Ada satu kalimat yang sering kali kita hindari untuk diucapkan, meski diam-diam mungkin kita mengakuinya dalam hati: kita pasti sendirian.
Kalimat sederhana itu bukan sekadar nasihat muram yang diulang-ulang oleh filsuf atau penyair-penyair patah hati.
Ia adalah kenyataan yang menempel di setiap helaan napas manusia, menunggu momen yang tepat untuk menunjukkan wujudnya secara terang benderang.
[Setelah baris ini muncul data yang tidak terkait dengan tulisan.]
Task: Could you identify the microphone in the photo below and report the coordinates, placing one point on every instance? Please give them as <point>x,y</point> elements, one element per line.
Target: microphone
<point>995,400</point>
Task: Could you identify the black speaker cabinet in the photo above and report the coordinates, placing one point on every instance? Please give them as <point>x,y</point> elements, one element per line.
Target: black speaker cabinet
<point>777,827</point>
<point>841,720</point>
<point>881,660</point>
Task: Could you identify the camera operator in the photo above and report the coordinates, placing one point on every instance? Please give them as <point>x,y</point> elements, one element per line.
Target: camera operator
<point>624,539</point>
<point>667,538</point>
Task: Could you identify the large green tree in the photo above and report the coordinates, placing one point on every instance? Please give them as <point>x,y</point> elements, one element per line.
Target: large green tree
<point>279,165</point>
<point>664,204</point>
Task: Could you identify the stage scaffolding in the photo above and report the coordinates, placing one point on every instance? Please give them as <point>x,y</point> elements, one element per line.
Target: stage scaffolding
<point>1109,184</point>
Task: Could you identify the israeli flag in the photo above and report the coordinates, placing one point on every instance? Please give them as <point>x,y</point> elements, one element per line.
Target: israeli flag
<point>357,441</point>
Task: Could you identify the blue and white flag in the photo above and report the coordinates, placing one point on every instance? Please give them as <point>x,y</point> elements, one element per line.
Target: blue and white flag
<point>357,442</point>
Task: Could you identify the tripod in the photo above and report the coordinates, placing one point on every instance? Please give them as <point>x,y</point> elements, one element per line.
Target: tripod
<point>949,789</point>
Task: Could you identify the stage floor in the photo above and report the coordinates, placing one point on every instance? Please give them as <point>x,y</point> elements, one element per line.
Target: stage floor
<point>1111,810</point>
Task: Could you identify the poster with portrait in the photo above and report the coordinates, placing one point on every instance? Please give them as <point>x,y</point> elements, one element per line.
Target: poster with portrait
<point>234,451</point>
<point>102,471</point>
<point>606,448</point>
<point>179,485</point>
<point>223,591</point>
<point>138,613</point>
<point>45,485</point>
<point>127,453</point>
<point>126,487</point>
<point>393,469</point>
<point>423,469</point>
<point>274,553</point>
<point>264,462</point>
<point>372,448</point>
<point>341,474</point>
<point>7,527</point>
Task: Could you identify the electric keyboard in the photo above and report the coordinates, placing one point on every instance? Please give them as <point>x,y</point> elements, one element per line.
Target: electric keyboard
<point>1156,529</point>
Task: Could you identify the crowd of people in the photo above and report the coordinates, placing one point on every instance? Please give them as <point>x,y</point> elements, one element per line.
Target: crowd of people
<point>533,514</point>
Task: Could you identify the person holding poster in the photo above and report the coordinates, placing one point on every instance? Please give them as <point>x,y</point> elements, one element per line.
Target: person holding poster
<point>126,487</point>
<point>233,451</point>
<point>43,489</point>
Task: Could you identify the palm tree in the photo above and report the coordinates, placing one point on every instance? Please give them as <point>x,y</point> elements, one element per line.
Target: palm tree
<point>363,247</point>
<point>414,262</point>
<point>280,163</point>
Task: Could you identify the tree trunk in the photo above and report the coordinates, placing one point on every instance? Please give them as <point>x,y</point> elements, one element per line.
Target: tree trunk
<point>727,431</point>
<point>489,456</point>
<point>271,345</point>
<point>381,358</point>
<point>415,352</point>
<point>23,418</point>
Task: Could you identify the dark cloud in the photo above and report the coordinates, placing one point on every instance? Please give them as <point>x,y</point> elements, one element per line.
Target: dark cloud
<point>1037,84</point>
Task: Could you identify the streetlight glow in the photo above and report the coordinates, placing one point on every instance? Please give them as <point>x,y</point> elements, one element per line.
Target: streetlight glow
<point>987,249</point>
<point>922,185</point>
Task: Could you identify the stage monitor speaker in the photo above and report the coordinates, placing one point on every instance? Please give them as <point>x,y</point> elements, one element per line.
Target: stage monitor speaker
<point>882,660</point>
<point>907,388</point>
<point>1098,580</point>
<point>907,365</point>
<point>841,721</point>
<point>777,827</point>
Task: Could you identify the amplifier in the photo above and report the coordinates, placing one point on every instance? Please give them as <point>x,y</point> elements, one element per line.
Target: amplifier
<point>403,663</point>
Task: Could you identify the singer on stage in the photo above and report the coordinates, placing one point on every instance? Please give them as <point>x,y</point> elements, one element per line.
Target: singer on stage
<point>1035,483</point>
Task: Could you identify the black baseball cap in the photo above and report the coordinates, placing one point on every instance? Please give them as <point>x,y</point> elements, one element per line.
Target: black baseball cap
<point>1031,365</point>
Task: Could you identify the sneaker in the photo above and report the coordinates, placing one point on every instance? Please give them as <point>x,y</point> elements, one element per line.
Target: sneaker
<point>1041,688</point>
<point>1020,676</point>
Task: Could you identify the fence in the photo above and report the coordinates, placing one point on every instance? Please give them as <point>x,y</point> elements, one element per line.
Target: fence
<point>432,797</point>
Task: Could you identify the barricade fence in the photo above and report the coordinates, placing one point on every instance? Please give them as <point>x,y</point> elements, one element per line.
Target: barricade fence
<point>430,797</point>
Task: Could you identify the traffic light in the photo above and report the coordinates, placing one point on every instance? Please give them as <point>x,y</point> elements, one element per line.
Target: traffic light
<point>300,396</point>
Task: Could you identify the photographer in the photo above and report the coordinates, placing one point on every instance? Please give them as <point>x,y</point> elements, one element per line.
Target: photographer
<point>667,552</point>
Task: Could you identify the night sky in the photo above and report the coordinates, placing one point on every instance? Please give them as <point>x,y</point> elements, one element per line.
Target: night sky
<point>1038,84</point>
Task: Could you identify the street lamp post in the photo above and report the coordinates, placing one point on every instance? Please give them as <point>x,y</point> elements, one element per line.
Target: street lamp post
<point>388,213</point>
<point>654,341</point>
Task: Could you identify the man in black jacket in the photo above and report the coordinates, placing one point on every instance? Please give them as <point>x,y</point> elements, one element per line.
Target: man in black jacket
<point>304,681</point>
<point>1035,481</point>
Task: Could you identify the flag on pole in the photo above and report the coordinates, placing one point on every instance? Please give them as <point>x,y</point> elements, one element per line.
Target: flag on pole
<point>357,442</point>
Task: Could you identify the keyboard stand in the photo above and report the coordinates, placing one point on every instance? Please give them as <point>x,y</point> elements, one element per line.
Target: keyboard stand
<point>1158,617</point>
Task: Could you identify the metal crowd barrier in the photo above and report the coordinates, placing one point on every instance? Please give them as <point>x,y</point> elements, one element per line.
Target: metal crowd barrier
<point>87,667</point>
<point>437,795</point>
Kesendirian itu datang dalam banyak rupa. Ia tidak selalu menunggu kita sudah terbaring di liang lahat, ketika semua doa selesai dibacakan dan tanah merah menutup tubuh.
Sendiri itu kadang menyapa jauh lebih awal; mungkin di tengah keramaian pesta, saat orang lain tertawa riang tapi kita berpura-pura ikut menikmati suasananya.
Atau di ruang rapat, saat semua percakapan hanya tentang target, laporan, dan angka-angka, sementara hati kita penuh tanya yang tak pernah punya tempat untuk menumpahkannya.
Tapi orang-orang sering kali lupa, kesendirian sebenarnya bukanlah sebuah kutukan. Ia adalah keniscayaan. Sama halnya dengan rasa lapar, haus, dan mati.
Bedanya, kesendirian tidak selalu bisa kita akui dengan gamblang. Kita lebih suka menyebutnya dengan istilah-istilah lain. "me time", "butuh ruang", atau bahkan "healing", kata-kata itu tentu tidak asing, kan?
Mungkin saat kita mengucapkannya tidak pernah terpikirkan apapun. Tetapi, jika kita mau mencerna lebih dalam lagi, bukankah itu adalah istilah lain untuk sendirian?